Straight to the numbers. On a national scale, it was a record low year in new square footage construction brought to the market in 2011, but Lafayette was able to introduce just over 200,000 square feet. The better news is that we saw a more than half-point uptick in Lafayette’s overall occupancy numbers to 86 percent, which effectively means the 200,000 square feet that was added was also consumed, plus some. This is a very positive indicator indeed. Breaking down the occupancy level by sub-markets, the College Drive at Johnston Street area still leads the pack at more than 94 percent — this well established area doesn’t have capacity to easily add square footage and is coveted by local retailers because of the high traffic volumes. When comparing the southern Ambassador corridor year over year numbers, there was initial surprise to see a slight reduction in this sub-market.

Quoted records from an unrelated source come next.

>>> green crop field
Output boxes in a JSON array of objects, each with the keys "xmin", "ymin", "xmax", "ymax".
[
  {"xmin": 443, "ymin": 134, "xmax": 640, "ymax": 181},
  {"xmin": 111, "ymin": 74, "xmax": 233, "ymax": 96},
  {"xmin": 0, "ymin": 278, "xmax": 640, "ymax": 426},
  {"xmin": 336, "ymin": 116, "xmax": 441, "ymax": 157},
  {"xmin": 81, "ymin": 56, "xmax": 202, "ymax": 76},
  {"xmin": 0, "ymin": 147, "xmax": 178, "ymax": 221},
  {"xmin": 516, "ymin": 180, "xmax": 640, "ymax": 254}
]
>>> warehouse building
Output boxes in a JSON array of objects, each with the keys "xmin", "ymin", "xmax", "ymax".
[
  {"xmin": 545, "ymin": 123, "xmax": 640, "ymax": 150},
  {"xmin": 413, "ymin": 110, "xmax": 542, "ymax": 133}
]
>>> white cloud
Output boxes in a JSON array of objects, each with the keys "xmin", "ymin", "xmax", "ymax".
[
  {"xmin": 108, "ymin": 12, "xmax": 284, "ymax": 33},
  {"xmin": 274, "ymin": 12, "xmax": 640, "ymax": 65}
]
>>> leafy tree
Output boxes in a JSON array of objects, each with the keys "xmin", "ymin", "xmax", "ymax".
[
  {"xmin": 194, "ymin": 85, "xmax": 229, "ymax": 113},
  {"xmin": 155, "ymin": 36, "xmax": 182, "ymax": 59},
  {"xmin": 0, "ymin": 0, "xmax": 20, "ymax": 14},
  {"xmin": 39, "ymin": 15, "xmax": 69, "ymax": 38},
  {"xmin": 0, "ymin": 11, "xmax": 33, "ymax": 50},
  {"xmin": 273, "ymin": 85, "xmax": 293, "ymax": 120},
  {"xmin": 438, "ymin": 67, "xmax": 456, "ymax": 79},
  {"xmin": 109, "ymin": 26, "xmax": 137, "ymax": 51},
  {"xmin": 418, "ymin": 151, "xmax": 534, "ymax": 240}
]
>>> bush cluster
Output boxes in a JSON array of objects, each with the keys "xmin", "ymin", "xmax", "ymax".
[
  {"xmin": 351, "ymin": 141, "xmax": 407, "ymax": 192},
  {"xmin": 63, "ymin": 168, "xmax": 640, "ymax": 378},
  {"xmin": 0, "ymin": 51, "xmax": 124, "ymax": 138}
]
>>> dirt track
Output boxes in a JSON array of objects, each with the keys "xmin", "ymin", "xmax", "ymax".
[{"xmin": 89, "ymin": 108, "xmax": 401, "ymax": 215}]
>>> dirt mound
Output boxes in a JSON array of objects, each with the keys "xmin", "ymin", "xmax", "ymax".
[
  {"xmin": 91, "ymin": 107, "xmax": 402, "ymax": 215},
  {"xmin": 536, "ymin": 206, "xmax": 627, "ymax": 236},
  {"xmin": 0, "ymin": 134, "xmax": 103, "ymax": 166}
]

After digging deeper though, it became apparent that the actual consumed square footage in this highly demanded area grew, but percentage wise there was a miniscule drop because of added footage. On the remaining six sub-markets, there were no substantial changes, outside of the Pinhook Road at Kaliste Saloom corridor, which jumped almost 10 percentage points to 88 percent.
As strong an indication as added square footage and occupancy numbers can be, pricing is that much better of a gauge since it truly tells the story of new transactions and the confidence retailers demonstrate. As a whole, Lafayette witnessed increases in all three categories, led by small shop with a jump of almost 25 cents per square foot in base rent to $15.70 per square foot. This is a strong number in these “tough” post recession times. Jumping over to sub-market pricing, the question would be do you recall that whole supply versus demand phenomenon that was harped on constantly during ECON 101? Well, it’s a reality. Easily at the top of the food chain is the highly demanded southern Ambassador Caffery trade area, with an average small shop number of $18.09 per square foot. This is a huge year-over-year jump of 50 cents per square foot for a large sub-market.
As a whole, we witnessed four increases, two remain the same, and two slight reductions in rent figures across the eight sub-markets. One quick side note is that the downtown trade area did see the second highest jump, which obviously bodes well for the demand of this ongoing resurrection of the oldest part of the city.
To predict the future can be difficult, but from time to time, it is easier than others, and now is one of those occasions. Simply put, there is a lot of demand for retail space in Lafayette. The lack of existing supply that suits the prototypes of today’s retailers has finally caught up with our marketplace. We are at a critical point of losing potential retailers that are interested in locating or expanding within Lafayette because we simply don’t have the supply.
By my rough estimations, there are likely 225,000-plus square feet worth of national and regional retailers that are interested and currently looking for retail space that fits their specific requirements. Sure, site specifics are tighter than ever before because retailers as a whole are still a bit wounded, but the deals are out there to be had and Lafayette is a big target on many retailers’ radar screens.